The model="n_model+r" (robust) and conf_level (iterative) options evaluate the significance of the improvement in model misfit Chi-Squared by an F test. The default confidence limit is set at 0.51; it can be changed with the conf_level option. The user may be surprised to find that in most cases the reduction in variance achieved by increasing the number of terms in a model is not significant at a very high degree of confidence. For example, with 120 degrees of freedom, Chi-Squared must decrease by 26% or more to be significant at the 95% confidence level. If you want to keep iterating as long as Chi-Squared is decreasing, set conf_level to zero.

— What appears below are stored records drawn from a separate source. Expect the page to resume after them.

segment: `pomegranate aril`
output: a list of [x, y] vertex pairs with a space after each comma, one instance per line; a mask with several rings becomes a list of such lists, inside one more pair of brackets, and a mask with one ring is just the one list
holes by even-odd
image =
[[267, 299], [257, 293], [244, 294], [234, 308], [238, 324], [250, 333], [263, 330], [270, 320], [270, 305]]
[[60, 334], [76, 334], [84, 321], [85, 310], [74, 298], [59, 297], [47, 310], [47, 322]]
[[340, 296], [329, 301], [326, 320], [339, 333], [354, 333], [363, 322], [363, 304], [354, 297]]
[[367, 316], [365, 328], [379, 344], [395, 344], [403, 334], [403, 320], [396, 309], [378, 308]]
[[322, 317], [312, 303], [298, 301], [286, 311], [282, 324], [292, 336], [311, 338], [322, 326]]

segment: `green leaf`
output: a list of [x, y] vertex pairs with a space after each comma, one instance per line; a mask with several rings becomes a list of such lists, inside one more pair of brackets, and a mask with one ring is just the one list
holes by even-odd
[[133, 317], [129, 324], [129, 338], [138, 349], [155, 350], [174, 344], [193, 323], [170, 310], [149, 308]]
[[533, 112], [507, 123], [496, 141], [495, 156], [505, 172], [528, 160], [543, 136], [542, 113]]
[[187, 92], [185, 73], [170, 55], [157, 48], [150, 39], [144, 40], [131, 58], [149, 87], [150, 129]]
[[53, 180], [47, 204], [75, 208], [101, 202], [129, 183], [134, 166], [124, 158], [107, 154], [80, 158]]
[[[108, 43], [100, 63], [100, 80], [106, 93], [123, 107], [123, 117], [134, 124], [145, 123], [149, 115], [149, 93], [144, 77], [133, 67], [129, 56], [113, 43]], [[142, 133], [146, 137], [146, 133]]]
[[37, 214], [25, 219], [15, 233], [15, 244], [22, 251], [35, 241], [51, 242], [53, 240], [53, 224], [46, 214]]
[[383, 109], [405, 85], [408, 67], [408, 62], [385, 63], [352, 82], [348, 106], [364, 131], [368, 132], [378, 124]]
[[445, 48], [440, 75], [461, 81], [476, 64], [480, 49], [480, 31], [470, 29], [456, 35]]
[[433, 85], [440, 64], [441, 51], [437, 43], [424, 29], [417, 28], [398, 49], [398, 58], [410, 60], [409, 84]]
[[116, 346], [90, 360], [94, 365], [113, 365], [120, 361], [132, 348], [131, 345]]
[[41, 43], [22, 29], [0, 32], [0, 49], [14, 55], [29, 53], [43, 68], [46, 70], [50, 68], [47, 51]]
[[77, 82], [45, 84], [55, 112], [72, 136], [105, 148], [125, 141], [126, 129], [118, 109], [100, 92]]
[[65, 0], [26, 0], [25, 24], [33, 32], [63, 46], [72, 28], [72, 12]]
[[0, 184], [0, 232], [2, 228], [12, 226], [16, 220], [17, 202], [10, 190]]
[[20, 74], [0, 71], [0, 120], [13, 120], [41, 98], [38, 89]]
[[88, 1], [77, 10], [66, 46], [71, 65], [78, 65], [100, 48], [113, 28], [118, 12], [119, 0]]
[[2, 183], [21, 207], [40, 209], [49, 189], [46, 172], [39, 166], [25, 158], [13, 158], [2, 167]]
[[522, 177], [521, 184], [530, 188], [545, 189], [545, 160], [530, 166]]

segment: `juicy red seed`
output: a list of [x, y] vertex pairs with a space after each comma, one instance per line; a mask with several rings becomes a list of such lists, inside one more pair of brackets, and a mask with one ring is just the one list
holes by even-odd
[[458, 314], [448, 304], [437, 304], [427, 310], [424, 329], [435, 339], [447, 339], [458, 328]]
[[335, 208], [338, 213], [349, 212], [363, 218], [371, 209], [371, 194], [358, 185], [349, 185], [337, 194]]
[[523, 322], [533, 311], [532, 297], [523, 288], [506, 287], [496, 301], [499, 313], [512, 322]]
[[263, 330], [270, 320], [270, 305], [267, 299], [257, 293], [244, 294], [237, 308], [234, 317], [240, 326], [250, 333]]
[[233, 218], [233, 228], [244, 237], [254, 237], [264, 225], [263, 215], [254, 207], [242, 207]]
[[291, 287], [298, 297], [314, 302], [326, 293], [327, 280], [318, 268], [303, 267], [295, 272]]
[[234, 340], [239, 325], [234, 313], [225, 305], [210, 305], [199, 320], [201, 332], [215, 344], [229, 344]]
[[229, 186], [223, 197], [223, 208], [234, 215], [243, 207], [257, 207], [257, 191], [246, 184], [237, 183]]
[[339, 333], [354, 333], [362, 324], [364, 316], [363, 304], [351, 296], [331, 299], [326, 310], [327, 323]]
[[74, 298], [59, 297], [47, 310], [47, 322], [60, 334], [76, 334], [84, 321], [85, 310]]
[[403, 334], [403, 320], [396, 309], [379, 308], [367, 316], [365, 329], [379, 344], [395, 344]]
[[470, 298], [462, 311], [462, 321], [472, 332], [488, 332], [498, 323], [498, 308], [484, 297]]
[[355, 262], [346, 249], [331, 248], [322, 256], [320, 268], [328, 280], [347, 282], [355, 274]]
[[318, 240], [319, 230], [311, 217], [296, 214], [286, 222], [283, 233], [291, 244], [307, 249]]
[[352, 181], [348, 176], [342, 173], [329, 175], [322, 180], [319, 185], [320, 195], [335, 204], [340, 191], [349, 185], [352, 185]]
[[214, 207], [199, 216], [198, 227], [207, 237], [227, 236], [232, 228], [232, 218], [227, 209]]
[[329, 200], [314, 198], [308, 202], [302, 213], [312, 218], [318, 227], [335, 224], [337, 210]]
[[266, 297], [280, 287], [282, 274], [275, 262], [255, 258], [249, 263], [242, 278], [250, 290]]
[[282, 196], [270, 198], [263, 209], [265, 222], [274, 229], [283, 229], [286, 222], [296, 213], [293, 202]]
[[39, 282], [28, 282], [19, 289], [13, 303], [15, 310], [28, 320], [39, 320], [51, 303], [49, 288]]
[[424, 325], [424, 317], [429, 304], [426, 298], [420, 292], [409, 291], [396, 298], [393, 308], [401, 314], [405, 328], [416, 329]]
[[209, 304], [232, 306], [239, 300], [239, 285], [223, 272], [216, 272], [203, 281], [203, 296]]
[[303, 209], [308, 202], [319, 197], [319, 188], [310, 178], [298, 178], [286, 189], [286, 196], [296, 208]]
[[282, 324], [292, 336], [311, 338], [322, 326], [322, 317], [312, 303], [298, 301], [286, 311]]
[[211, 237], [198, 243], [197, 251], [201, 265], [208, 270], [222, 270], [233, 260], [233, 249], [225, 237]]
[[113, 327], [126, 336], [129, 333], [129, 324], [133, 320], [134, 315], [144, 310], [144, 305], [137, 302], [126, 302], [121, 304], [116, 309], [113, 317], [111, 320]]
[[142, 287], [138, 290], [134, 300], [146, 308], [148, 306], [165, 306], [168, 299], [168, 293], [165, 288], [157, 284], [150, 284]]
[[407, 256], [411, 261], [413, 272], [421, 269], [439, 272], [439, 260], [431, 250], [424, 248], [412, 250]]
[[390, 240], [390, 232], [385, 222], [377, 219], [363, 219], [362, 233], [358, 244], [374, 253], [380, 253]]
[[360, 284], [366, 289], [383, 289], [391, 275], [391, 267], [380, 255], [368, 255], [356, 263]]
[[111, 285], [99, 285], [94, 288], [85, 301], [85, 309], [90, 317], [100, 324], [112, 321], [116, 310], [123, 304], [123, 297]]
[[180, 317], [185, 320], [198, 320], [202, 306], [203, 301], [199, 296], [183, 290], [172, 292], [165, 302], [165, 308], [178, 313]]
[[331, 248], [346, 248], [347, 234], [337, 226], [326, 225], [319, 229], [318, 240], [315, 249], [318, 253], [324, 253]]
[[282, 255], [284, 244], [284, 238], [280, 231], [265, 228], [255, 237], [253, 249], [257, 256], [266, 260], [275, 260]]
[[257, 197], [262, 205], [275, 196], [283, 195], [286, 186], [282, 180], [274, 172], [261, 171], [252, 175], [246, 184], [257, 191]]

A low confidence limit (such as the default value of 0.51) is needed to make the robust method work. This method iteratively reweights the data to reduce the influence of outliers. The weight is based on the Median Absolute Deviation and a formula from Huber [1964], and is 95% efficient when the model residuals have an outlier-free normal distribution. This means that the influence of outliers is reduced only slightly at each iteration; consequently the reduction in Chi-Squared is not very significant. If the procedure needs a few iterations to successfully attenuate their effect, the significance level of the F test must be kept low.

Examples

To remove a linear trend from data.xy by ordinary least squares, use:

D = trend2d("data.xyz", out=:xr, model="p1")

To make the above linear trend robust with respect to outliers, use:

D = trend2d("data.xyz", out=:xr, model="p1+r")

To fit the model y(x) = a + bx^2 + c * cos(2pi3(x/l) + d * sin(2pi3(x/l), with l the fundamental period (here l = 15), try:

D = trend2d("data.xyz", out=:xm, model="P0,P2,F3+l15")

To find out how many terms (up to 20, say in a robust Fourier interpolant are significant in fitting data.xy, use:

trend2d("data.xyz", model="f20+r", conf_level=true, verbose=true)

See Also

gmtregress, grdtrend, trend2d

References

Huber, P. J., 1964, Robust estimation of a location parameter, Ann. Math. Stat., 35, 73-101.

Menke, W., 1989, Geophysical Data Analysis: Discrete Inverse Theory, Revised Edition, Academic Press, San Diego.